Ensure every route that performs DynamoDB operations verifies the user’s identity and checks permissions before proceeding. Use a library such as the AWS SDK for JavaScript to interact with DynamoDB.

const AWS = require('aws-sdk');
const dynamodb = new AWS.DynamoDB.DocumentClient();

app.get('/api/items/:id', async (req, res) => {
  // Example: req.user should be set by authentication middleware
  const userId = req.user.sub;
  const itemId = req.params.id;

  // Enforce ownership or role-based access control
  const params = {
    TableName: process.env.DYNAMODB_TABLE,
    Key: { id: itemId },
  };

  try {
    const data = await dynamodb.get(params).promise();
    if (!data.Item || data.Item.userId !== userId) {
      return res.status(403).json({ error: 'Access denied' });
    }
    res.json(data.Item);
  } catch (err) {
    console.error('DynamoDB error:', err);
    res.status(500).json({ error: 'Internal server error' });
  }
});

3. Least-Privilege IAM and Parameter Validation

Configure IAM roles for the Express service with the minimum required permissions for DynamoDB. Validate and sanitize all inputs to prevent injection and unauthorized queries.
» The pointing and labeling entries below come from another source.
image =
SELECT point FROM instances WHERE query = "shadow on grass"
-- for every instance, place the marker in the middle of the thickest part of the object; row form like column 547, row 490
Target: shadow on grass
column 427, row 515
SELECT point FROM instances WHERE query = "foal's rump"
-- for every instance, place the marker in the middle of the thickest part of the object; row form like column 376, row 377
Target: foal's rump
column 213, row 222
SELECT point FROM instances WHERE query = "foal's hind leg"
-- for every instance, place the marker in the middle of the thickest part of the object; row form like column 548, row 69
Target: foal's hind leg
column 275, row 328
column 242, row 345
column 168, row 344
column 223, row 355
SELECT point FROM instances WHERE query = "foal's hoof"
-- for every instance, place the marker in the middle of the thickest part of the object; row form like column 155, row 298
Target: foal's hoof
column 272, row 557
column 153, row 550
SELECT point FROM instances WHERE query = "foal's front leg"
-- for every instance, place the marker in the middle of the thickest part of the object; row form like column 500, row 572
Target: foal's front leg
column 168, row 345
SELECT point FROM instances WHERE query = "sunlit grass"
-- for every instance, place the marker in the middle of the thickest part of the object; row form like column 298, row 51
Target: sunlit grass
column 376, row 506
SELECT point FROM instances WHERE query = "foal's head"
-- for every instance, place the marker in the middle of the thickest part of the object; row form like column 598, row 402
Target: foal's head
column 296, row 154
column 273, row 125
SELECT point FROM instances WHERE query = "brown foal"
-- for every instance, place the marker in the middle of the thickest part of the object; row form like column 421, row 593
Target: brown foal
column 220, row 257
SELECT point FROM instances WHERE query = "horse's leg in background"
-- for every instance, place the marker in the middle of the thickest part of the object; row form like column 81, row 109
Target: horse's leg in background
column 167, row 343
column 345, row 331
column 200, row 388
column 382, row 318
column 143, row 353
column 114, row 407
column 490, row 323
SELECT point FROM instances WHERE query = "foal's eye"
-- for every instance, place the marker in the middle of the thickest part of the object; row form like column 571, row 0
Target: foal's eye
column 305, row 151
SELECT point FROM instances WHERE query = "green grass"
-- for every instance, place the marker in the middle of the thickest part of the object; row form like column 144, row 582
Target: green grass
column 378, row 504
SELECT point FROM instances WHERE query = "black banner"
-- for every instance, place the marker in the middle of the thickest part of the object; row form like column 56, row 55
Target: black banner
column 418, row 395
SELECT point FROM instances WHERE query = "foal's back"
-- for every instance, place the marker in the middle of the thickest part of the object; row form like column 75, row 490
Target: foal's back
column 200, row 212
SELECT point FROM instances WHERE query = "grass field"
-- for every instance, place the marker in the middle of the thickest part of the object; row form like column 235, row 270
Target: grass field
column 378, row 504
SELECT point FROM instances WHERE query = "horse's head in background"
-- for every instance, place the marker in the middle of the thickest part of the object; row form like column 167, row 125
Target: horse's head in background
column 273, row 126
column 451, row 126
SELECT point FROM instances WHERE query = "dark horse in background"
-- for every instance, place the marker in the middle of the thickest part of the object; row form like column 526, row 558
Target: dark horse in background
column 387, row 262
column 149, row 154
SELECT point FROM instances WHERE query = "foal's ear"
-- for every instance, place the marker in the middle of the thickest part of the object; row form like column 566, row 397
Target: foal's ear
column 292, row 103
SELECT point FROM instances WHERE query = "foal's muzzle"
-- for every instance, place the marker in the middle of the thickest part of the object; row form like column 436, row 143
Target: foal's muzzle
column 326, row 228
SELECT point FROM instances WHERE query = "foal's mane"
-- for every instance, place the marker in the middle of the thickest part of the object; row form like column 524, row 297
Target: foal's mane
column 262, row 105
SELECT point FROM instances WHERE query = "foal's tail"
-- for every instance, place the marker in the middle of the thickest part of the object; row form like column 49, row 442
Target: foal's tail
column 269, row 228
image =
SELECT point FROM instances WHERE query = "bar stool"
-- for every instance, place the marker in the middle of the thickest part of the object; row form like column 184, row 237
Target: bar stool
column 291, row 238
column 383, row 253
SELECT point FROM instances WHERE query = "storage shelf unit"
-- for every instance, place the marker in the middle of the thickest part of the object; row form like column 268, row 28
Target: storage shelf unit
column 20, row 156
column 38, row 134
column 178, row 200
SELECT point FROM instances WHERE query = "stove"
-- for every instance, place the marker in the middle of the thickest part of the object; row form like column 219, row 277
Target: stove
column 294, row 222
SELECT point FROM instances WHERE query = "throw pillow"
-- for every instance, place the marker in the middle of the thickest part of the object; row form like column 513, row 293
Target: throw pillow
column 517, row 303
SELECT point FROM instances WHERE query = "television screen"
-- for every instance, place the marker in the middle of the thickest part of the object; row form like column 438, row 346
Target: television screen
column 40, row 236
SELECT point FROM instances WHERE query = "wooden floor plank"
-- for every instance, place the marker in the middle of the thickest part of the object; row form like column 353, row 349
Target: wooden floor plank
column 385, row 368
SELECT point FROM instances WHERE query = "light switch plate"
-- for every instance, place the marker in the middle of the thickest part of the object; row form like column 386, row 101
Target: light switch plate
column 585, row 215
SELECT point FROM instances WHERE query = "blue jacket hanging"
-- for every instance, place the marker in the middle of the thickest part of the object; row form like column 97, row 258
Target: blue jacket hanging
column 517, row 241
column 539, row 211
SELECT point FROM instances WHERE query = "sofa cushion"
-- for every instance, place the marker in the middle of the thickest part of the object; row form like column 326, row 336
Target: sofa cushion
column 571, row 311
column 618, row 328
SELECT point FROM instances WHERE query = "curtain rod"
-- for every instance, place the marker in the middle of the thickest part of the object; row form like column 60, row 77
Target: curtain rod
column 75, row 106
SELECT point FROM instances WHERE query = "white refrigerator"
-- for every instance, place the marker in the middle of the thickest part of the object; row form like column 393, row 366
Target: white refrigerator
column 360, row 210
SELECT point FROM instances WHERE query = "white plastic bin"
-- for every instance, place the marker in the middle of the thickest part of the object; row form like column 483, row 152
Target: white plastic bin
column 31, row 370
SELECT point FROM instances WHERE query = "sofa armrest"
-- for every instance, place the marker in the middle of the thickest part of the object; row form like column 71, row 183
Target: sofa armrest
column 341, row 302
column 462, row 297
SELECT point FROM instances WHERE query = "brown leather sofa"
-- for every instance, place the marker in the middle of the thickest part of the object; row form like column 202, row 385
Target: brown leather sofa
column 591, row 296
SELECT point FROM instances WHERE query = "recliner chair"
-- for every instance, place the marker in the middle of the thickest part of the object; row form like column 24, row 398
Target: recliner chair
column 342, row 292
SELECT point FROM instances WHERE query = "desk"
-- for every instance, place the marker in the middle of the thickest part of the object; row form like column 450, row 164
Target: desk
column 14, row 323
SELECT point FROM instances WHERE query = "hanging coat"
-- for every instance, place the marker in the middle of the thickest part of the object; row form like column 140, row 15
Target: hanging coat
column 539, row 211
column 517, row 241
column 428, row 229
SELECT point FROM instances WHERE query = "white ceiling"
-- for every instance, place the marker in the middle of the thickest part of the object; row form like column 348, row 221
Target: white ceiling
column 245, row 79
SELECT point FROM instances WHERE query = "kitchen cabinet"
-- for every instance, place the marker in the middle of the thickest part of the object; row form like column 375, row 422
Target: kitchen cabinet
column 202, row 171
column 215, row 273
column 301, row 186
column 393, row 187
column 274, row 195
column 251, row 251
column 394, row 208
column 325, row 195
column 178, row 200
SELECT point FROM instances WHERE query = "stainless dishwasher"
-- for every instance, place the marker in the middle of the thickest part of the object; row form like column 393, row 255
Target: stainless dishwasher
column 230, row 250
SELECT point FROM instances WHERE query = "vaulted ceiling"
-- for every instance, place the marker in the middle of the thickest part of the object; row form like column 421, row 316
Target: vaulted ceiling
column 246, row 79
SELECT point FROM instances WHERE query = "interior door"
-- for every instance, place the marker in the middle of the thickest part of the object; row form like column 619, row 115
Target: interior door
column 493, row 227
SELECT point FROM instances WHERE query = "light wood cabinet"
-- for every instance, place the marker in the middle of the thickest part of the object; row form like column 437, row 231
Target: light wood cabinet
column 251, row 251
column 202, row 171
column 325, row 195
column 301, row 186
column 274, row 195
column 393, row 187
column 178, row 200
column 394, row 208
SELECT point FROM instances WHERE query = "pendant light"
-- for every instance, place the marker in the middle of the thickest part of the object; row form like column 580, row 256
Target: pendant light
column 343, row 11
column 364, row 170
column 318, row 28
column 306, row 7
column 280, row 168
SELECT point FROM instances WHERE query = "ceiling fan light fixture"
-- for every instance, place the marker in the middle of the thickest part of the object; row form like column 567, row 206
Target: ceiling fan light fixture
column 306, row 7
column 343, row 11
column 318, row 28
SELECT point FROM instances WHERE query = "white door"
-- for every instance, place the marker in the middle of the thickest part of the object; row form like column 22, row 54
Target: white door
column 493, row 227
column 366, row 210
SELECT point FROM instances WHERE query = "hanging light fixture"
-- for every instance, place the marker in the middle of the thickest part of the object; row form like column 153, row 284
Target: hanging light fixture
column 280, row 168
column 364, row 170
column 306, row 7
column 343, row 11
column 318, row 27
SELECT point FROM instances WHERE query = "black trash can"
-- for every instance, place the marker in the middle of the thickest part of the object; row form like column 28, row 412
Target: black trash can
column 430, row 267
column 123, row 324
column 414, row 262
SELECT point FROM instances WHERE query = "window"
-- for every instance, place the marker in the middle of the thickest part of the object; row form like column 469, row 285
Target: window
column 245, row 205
// Example IAM policy (conceptual, not code):
// {
//   "Version": "2012-10-17",
//   "Statement": [
//     {
//       "Effect": "Allow",
//       "Action": [
//         "dynamodb:GetItem",
//         "dynamodb:Query"
//       ],
//       "Resource": "arn:aws:dynamodb:region:account-id:table/ItemsTable"
//     }
//   ]
// }

const validateItemId = (id) => {
  return typeof id === 'string' && /^[a-zA-Z0-9_-]{1,36}$/.test(id);
};

app.post('/api/items', async (req, res) => {
  const { id, value } = req.body;
  if (!validateItemId(id) || typeof value !== 'string') {
  return res.status(400).json({ error: 'Invalid input' });
  }

  const params = {
    TableName: process.env.DYNAMODB_TABLE,
    Item: {
      id,
      value,
      userId: req.user.sub,
    },
  };

  try {
    await dynamodb.put(params).promise();
    res.status(201).json({ success: true });
  } catch (err) {
    console.error('Failed to put item:', err);
    res.status(500).json({ error: 'Internal server error' });
  }
});

4. Disable Dangerous Methods and Monitor Findings

Disable HTTP methods that are not required (e.g., TRACE, TRACK) and use middleBrick to continuously scan your API for misconfigurations that could be abused via DNS rebinding or other client-side attacks. Follow remediation guidance provided in findings to tighten authentication and authorization around DynamoDB interactions.

Frequently Asked Questions

How does DNS rebinding bypass browser protections in an Express app using DynamoDB?
DNS rebinding tricks the browser into sending requests to internal addresses that the browser would normally block. If the Express app does not validate origin/referer and relies on the browser’s same-origin policy, these requests can execute privileged DynamoDB operations using the user’s session, bypassing intended access controls.
What are key remediation steps to secure Express routes that interact with DynamoDB?
Enforce strict origin and referer validation, authenticate and authorize every request, apply least-privilege IAM policies, validate and sanitize all inputs, disable unnecessary HTTP methods, and use continuous scanning tools like middleBrick to detect misconfigurations and insecure endpoints.